While the insurance industry has always been a firm supporter of the GDPR's objectives, Insurance Europe sets out areas of the Regulation and of the European Data Protection Board (EDPB) guidelines that require further attention. These include:
Investigate innovation - The use of new technologies, such as blockchain technology, artificial intelligence, big data and the internet of things, offer significant opportunities for insurers to expand and improve the products they offer consumers. However, this innovation could be undermined by provisions in the GDPR or in EDPB guidelines because, despite significant efforts, they are not entirely innovation-friendly or fit for a digital age.
Examine the EDPB - The role of the EDPB and the impact of its GDPR guidelines on industries should also be examined.
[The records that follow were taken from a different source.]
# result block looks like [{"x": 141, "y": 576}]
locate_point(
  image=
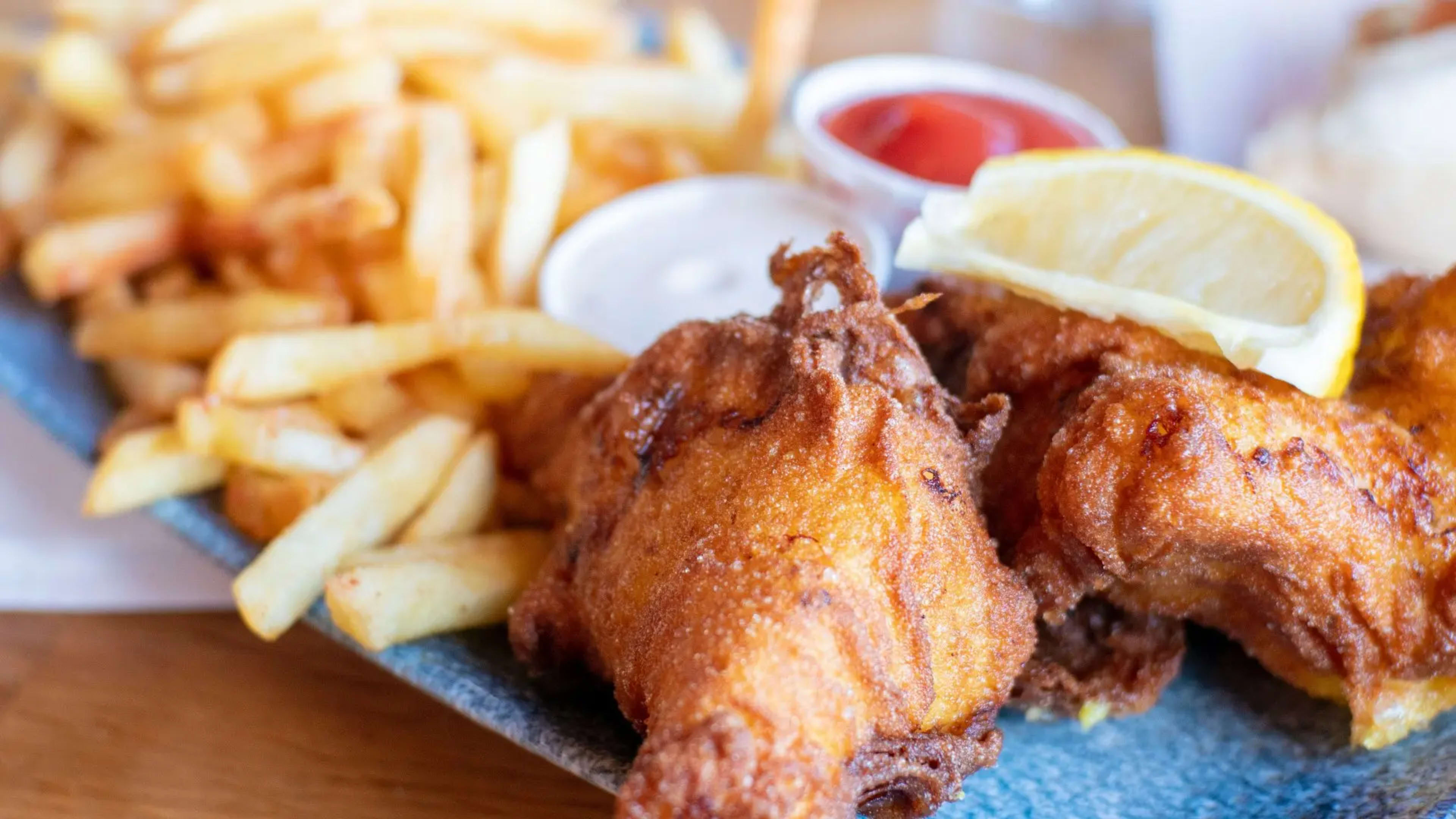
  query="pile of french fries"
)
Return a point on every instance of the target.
[{"x": 300, "y": 238}]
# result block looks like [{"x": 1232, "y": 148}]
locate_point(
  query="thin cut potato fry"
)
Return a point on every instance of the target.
[
  {"x": 632, "y": 95},
  {"x": 439, "y": 388},
  {"x": 253, "y": 63},
  {"x": 28, "y": 158},
  {"x": 363, "y": 406},
  {"x": 276, "y": 439},
  {"x": 81, "y": 75},
  {"x": 155, "y": 387},
  {"x": 781, "y": 43},
  {"x": 367, "y": 83},
  {"x": 372, "y": 151},
  {"x": 308, "y": 216},
  {"x": 697, "y": 43},
  {"x": 401, "y": 594},
  {"x": 490, "y": 380},
  {"x": 535, "y": 181},
  {"x": 363, "y": 512},
  {"x": 282, "y": 366},
  {"x": 466, "y": 496},
  {"x": 117, "y": 177},
  {"x": 220, "y": 174},
  {"x": 197, "y": 327},
  {"x": 263, "y": 505},
  {"x": 72, "y": 257},
  {"x": 146, "y": 467},
  {"x": 440, "y": 225}
]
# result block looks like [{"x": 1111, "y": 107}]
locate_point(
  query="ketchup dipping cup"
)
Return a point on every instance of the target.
[
  {"x": 893, "y": 197},
  {"x": 697, "y": 248}
]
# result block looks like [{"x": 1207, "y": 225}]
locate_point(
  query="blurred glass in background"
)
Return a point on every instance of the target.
[{"x": 1103, "y": 50}]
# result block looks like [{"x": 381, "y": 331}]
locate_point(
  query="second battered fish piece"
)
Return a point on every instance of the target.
[
  {"x": 1317, "y": 534},
  {"x": 774, "y": 554},
  {"x": 982, "y": 340}
]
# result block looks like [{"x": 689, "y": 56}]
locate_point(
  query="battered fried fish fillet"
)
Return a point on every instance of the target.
[
  {"x": 774, "y": 554},
  {"x": 1318, "y": 534},
  {"x": 981, "y": 342}
]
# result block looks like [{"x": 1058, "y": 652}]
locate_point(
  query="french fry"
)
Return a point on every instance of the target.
[
  {"x": 309, "y": 216},
  {"x": 220, "y": 174},
  {"x": 277, "y": 439},
  {"x": 367, "y": 83},
  {"x": 263, "y": 505},
  {"x": 363, "y": 406},
  {"x": 196, "y": 327},
  {"x": 466, "y": 496},
  {"x": 283, "y": 366},
  {"x": 28, "y": 158},
  {"x": 372, "y": 151},
  {"x": 254, "y": 63},
  {"x": 535, "y": 181},
  {"x": 146, "y": 467},
  {"x": 697, "y": 43},
  {"x": 440, "y": 41},
  {"x": 154, "y": 387},
  {"x": 440, "y": 225},
  {"x": 72, "y": 257},
  {"x": 781, "y": 43},
  {"x": 519, "y": 505},
  {"x": 81, "y": 75},
  {"x": 207, "y": 22},
  {"x": 401, "y": 594},
  {"x": 114, "y": 18},
  {"x": 439, "y": 388},
  {"x": 117, "y": 177},
  {"x": 493, "y": 381},
  {"x": 362, "y": 512}
]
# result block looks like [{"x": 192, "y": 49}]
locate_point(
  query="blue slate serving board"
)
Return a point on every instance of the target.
[{"x": 1228, "y": 741}]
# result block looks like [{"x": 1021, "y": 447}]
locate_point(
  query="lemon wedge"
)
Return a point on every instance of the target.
[{"x": 1216, "y": 259}]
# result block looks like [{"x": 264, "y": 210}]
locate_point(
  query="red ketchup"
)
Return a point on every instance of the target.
[{"x": 946, "y": 136}]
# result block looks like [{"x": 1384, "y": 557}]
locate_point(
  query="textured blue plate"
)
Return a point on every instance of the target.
[{"x": 1225, "y": 741}]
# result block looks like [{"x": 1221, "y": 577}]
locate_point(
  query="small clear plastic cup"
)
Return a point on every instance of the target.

In particular, areas in which the interpretation of the EDPB has gone beyond the text of the Regulation by, for example, creating additional requirements or narrowing the interpretation of a GDPR provision.
Consider consistency - In the interests of consistent, Europe-wide application of the GDPR, certain national GDPR guidelines have created fragmentation in its application and should be reassessed.
It is, however, too early to open the text of the GDPR, as it has only been in application for two years and any changes would create unnecessary costs for the industry, which has already spent significant funds on understanding and applying the Regulation.
Instead, if the GDPR is found not to have achieved its objectives in certain areas, the Commission should consider developing further or different guidance, together with the EDPB where relevant.